Some trails were completely washed out after the mudslide in Montecito. Photo credit: Montecito Trails Foundation

Last year, the race was canceled after the Thomas Fire and mudslides in Montecito damaged many of the trails, including Cold Springs, San Ysidro and Romero Canyon. Since then, trail crews have been hard at work to get them ready for this year’s run.

“This race is a celebration of dedication and resilience by the trail running community, the Santa Barbara Trail Council, the Montecito Trail Foundation and the Forest Service,” said race organizer Luis Escobar. “This has been a group effort to restore the trails and get things back to where they’re supposed to be.”

The Nine Trails Race map (Albert Woolfok 1990).

The race starts at the Jesusita trailhead and traverses the front country to the Romero trailhead in Montecito, where runners turn around and go right back.

“There are races that have more climbing, that are farther, that are hotter, that have more technical trails,” said Kris Brown, who currently holds the fastest men’s time at 5 hours and 40 minutes. “Nine Trails is just a really elegant combination of all those things in a way that makes it really destructive. It’s too technical to run fast, but not technical enough to go slow, so you just never get a rest.
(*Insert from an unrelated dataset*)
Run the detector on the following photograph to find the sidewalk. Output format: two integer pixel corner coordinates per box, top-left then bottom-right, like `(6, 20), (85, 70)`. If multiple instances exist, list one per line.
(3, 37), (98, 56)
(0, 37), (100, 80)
It pushes you right to the edge.”

Race organizer Luis Escobar running the first Nine Trails Race in 1990. Photo courtesy of Nine Trails

Patsy Dorsey started the race back in 1990.

“I was doing ultra runs, traveling to different places and training on our trails, and I thought, ‘I want to put something on here and have people come to my home and see how beautiful our area is,’” she said.

According to Dorsey, apart from the gorgeous ocean views, what makes this race unique is the constant up-and-downs and trail conditions that change dramatically from year to year.

“Many people have fallen. I’ve had people with broken legs and wrists and ankles,” she said.

(From L to R) Race organizer Luis Escobar, race founder Patsy Dorsey and current men’s champion Kris Brown. Photo by Kathryn Barnes/KCRW

But as brutal as it is, Brown says the race’s informal nature gives it a relaxed, friendly feel.

“The start and finish lines are pretty much arbitrary,” said Brown. “There’s someone with a watch who may or may not be in the bathroom when you’re crossing the invisible finish line," which he says is officially Patsy Dorsey’s hug.

The race kicks off at 6 a.m. on Saturday, March 23 at the Jesusita trailhead on San Roque Road.